Key Responsibilities¶
- Establish a connection to a SQL Server database
- Insert process status information into the database
Important Functions¶
get_db_connection_wizard()¶
This function establishes a connection to a SQL Server database using the pyodbc library. It takes no arguments and returns a database connection object. If the connection fails, it raises an HTTPException with a status code of 500.
insert_process_status()¶
This function inserts or updates process status information into the database. It takes four arguments: project_id, instance, status_text, and final_json. It uses a SQL query to either update an existing row or insert a new row if one does not exist.
Important Classes¶
None
System Fit¶
This file fits into the wider 3-Cubed Python system as part of the data storage and retrieval layer. It provides a way to interact with the SQL Server database, allowing other components of the system to store and retrieve process status information.
pdf/pdf_llm_one_shot.py¶
Purpose¶
This file, pdf/pdf_llm_one_shot.py, is designed to process and enhance images from PDF files using super-resolution and denoising techniques.

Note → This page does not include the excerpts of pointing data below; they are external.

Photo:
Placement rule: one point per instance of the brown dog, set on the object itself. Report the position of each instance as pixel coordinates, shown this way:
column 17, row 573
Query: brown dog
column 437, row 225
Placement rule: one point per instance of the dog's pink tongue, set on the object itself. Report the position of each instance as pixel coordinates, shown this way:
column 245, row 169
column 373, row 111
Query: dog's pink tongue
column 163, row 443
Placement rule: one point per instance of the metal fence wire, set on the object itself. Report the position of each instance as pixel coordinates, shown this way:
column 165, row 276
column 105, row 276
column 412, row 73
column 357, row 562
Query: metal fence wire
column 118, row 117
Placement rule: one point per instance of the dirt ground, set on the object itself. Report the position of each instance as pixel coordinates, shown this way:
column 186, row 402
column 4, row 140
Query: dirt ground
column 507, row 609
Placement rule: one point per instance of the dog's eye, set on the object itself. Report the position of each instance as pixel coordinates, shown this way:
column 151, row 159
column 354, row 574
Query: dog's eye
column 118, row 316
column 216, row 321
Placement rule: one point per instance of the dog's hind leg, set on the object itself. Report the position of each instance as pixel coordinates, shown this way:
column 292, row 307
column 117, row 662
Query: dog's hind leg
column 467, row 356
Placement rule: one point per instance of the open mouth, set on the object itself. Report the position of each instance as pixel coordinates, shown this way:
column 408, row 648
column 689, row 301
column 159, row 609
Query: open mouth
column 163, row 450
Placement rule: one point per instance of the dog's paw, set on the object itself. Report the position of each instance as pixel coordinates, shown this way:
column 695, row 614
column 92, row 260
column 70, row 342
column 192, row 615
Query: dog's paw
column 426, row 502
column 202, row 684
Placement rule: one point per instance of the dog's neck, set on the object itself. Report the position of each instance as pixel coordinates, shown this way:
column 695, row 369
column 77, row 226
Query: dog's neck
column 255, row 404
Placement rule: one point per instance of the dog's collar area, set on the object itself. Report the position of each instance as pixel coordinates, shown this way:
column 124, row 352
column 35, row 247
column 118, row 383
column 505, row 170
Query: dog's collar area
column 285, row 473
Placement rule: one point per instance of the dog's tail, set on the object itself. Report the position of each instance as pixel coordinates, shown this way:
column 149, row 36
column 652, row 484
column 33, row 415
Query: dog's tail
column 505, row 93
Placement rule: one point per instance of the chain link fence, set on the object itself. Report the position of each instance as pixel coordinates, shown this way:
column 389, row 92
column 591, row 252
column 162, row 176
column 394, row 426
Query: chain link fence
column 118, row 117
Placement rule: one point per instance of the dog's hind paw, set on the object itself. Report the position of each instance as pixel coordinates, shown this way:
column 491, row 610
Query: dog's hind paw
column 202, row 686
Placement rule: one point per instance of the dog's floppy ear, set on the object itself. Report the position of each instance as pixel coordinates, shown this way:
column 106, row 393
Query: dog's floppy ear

It also utilizes a Large Language Model (LLM) to extract process flow information from the enhanced images.
Key Responsibilities¶
- Image enhancement using super-resolution and denoising techniques
- LLM-based process flow extraction from enhanced images
- PDF rasterization and image processing
- Output file management
Important Functions¶
calculate_laplacian_variance: calculates the variance of the Laplacian of an image to assess sharpnesscalculate_contrast: calculates the standard deviation of an image's grayscale values to assess contrastprocess_single_image: enhances a single image using super-resolution and denoising techniquesconvert_and_enhance: processes multiple images from PDF files or individual image files using theprocess_single_imagefunctioninvoke_llm_with_resize: (Not clear from code) - likely invokes the LLM with resized imagesdfs: (Not clear from code) - likely performs a depth-first search on a graphcreate_dfs_graph_from_data: (Not clear from code) - likely creates a graph from data using depth-first searchmerge_graphs: (Not clear from code) - likely merges multiple graphsmain: the entry point of the script, likely orchestrating the entire process
Important Classes¶
GraphData: a Pydantic model representing graph data, containing nodes and edgesNodeData: a Pydantic model representing node data within the graphEdgeData: a Pydantic model representing edge data within the graph
System Fit¶
This file is part of the 3-Cubed Python system, which appears to be a comprehensive tool for processing and analyzing images and text data. This script specifically focuses on enhancing images and extracting process flow information using an LLM. The output of this script can be used as input for further analysis or processing within the system.